Don't know what you mean easyrider. But, most likely those people who thought the market was going to go down should've been stopped out by now, or most likely bagholding to huge losses. Trend is UP, who in the right mind would be shorting now.
Everyone who goes long a contract purchases it from someone who thinks the market is going down. I have a scale on my desk to remind me how closely the market is balanced because forgetting that fact can get you into a lot of trouble.

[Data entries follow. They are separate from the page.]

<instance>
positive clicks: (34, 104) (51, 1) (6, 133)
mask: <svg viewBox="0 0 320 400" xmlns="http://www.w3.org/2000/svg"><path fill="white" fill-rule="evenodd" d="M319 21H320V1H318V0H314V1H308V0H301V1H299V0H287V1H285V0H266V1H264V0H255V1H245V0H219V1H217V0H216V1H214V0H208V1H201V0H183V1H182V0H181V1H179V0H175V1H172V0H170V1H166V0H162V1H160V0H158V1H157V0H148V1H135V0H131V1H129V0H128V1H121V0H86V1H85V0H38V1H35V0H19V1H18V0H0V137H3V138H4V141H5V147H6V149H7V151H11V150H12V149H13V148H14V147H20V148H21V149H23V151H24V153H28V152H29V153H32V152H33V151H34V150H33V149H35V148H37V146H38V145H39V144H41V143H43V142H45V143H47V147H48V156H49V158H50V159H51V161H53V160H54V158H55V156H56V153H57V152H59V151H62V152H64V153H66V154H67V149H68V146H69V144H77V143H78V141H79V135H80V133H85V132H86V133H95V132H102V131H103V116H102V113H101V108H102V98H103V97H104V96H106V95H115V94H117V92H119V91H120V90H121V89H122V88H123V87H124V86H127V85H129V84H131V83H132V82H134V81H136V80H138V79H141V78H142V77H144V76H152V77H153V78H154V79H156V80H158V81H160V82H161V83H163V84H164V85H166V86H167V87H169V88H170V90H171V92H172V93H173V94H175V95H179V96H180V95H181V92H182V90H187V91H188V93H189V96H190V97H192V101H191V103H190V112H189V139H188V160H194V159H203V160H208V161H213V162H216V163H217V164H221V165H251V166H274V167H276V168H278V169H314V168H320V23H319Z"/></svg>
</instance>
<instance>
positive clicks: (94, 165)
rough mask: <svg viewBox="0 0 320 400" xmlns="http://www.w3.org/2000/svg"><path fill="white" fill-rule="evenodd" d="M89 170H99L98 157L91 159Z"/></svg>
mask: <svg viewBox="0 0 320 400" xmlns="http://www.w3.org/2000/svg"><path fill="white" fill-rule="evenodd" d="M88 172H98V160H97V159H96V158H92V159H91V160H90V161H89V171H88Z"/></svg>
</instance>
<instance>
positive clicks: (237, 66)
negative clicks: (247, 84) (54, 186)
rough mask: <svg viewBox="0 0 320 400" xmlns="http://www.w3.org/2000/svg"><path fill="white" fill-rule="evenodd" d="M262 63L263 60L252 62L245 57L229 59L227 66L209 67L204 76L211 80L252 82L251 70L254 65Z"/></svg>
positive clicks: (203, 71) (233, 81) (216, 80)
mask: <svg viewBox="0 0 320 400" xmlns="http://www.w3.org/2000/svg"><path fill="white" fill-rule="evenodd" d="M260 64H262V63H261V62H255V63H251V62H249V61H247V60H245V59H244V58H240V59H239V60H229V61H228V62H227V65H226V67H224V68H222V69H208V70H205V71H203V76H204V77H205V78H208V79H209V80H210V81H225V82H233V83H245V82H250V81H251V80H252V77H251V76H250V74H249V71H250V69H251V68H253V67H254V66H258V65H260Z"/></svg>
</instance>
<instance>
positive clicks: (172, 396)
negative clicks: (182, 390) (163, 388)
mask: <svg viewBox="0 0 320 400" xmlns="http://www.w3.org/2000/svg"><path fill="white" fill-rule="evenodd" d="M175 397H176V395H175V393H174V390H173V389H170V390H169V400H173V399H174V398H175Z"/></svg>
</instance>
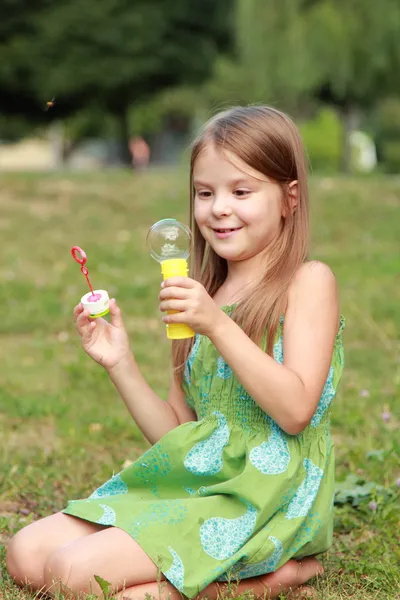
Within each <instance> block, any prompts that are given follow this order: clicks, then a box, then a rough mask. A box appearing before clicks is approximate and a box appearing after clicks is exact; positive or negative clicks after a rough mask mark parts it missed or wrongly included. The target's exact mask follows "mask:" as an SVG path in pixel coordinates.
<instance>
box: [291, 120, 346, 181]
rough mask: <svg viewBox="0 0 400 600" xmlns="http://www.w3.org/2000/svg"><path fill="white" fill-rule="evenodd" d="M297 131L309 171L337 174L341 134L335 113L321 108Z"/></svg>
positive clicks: (339, 121)
mask: <svg viewBox="0 0 400 600" xmlns="http://www.w3.org/2000/svg"><path fill="white" fill-rule="evenodd" d="M299 129H300V133H301V135H302V137H303V142H304V145H305V148H306V152H307V154H308V157H309V160H310V163H311V169H312V170H313V171H323V172H337V171H338V170H339V162H340V152H341V144H342V135H343V134H342V126H341V124H340V120H339V118H338V116H337V114H336V112H335V111H334V110H332V109H329V108H322V109H321V110H320V111H319V112H318V114H317V115H316V116H315V117H314V118H313V119H310V120H308V121H305V122H303V123H300V125H299Z"/></svg>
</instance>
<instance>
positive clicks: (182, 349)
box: [172, 106, 309, 383]
mask: <svg viewBox="0 0 400 600" xmlns="http://www.w3.org/2000/svg"><path fill="white" fill-rule="evenodd" d="M210 143H212V144H215V146H216V147H217V148H220V149H221V150H228V151H230V152H232V153H234V154H235V155H236V156H238V157H239V158H240V159H242V160H243V161H244V162H245V163H246V164H247V165H249V166H250V167H252V168H253V169H255V170H256V171H258V172H260V173H262V174H263V175H265V176H267V177H269V178H271V179H272V180H274V181H275V182H276V183H278V184H279V185H280V187H281V189H282V202H283V208H284V210H285V213H286V214H287V216H286V217H285V218H283V217H282V223H281V231H280V234H279V235H278V236H277V237H276V239H275V240H274V243H273V246H272V247H271V248H270V251H269V253H268V264H267V265H266V269H265V273H264V275H263V277H262V278H261V280H260V281H259V283H258V284H257V285H255V286H254V287H252V289H251V293H250V294H248V295H247V297H246V298H244V299H242V300H241V301H239V302H238V304H237V305H236V307H235V308H234V310H233V312H232V314H231V318H232V319H233V320H234V321H235V322H236V323H237V324H238V325H240V327H241V328H242V329H243V331H244V332H245V333H246V334H247V335H248V336H249V337H250V339H252V340H253V341H254V342H255V343H256V344H258V345H260V344H261V342H262V340H263V337H264V335H265V333H266V339H267V347H266V351H267V353H268V354H269V355H272V352H273V343H274V337H275V334H276V330H277V327H278V324H279V319H280V316H281V315H282V314H284V312H285V310H286V301H287V292H288V289H289V286H290V283H291V282H292V280H293V278H294V276H295V274H296V272H297V270H298V268H299V267H300V265H301V264H302V263H303V262H304V261H305V260H306V259H307V256H308V245H309V209H308V185H307V166H306V159H305V153H304V148H303V143H302V140H301V137H300V134H299V131H298V129H297V127H296V126H295V124H294V123H293V121H292V120H291V119H290V118H289V117H288V116H287V115H285V114H284V113H282V112H280V111H279V110H276V109H275V108H271V107H268V106H246V107H234V108H231V109H230V110H227V111H224V112H221V113H219V114H217V115H216V116H214V117H213V118H212V119H211V120H210V121H208V123H206V125H205V126H204V128H203V129H202V131H201V132H200V134H199V136H198V137H197V138H196V139H195V140H194V142H193V145H192V155H191V164H190V226H191V229H192V232H193V253H192V262H191V267H190V277H192V278H193V279H195V280H197V281H200V282H201V283H202V284H203V285H204V287H205V289H206V290H207V292H208V293H209V294H210V296H214V294H215V293H216V292H217V290H218V289H219V288H220V287H221V285H222V284H223V283H224V281H225V279H226V276H227V274H228V265H227V261H226V259H224V258H221V257H220V256H219V255H218V254H216V252H215V251H214V250H213V249H212V248H211V247H210V246H209V245H208V244H206V242H205V239H204V238H203V236H202V235H201V233H200V229H199V227H198V226H197V223H196V221H195V219H194V196H195V192H194V187H193V169H194V165H195V163H196V160H197V158H198V156H199V155H200V153H201V152H202V151H203V150H204V148H205V147H206V146H207V145H208V144H210ZM294 180H297V182H298V205H297V208H296V210H295V211H294V212H292V210H291V208H290V203H289V194H288V185H289V184H290V183H291V182H292V181H294ZM192 345H193V338H192V339H188V340H179V341H174V342H173V346H172V362H173V369H174V372H175V377H176V378H177V381H178V382H179V383H181V382H182V374H183V369H184V366H185V362H186V360H187V358H188V355H189V353H190V350H191V347H192Z"/></svg>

thats why A FAST SHORT MIGHT WORKT RIGHT HERE. PUT TO CALL WAS THE LOWEST I'VE EVER SEEN IN MY 15 YEARS DOING THIS HANGING AROUNF .29
I did trade options a long time ago but it was to complex for me in the end...What do you make of the ratio at the moment?.. Dell
http://www.thestreet.com/p/rmoney/stevensmithblog/10274103.html Put/Call Skews Low By Steven Smith Senior Columnist 3/16/2006 3:05 PM EST Click here for more stories by Steven Smith People are asking me about the low put/call reading. This morning's first post, which pointed out that "much of today's option volume will likely consist of expiration-related activity, such as liquidation and rolling to later months can greatly skew intraday readings," is turning out to be an understatement. At 1 p.m. EST, the overall put/call was 0.22, while p/c on equity products was down a minuscule 0.17. There is indeed price- and expiration-related activity, with the S&P 500 blasting through 1300, and other indices also slicing into higher strikes. It has pushed money calls that last week were written off as worthless into the money, forcing both longs and shorts to do something that's generating high call volume and producing the low put/call reading. But the real driver of the huge call volume is the Spyder (SPY:NYSE - commentary - research - Cramer's Take) going ex-dividend. We are definitely seeing some dividend plays. The total volume of March SPY calls, specifically the ITM $124 through $130 strikes, is approaching a whopping 2 million contracts. This is more than 10 times the current open interest in those six strikes.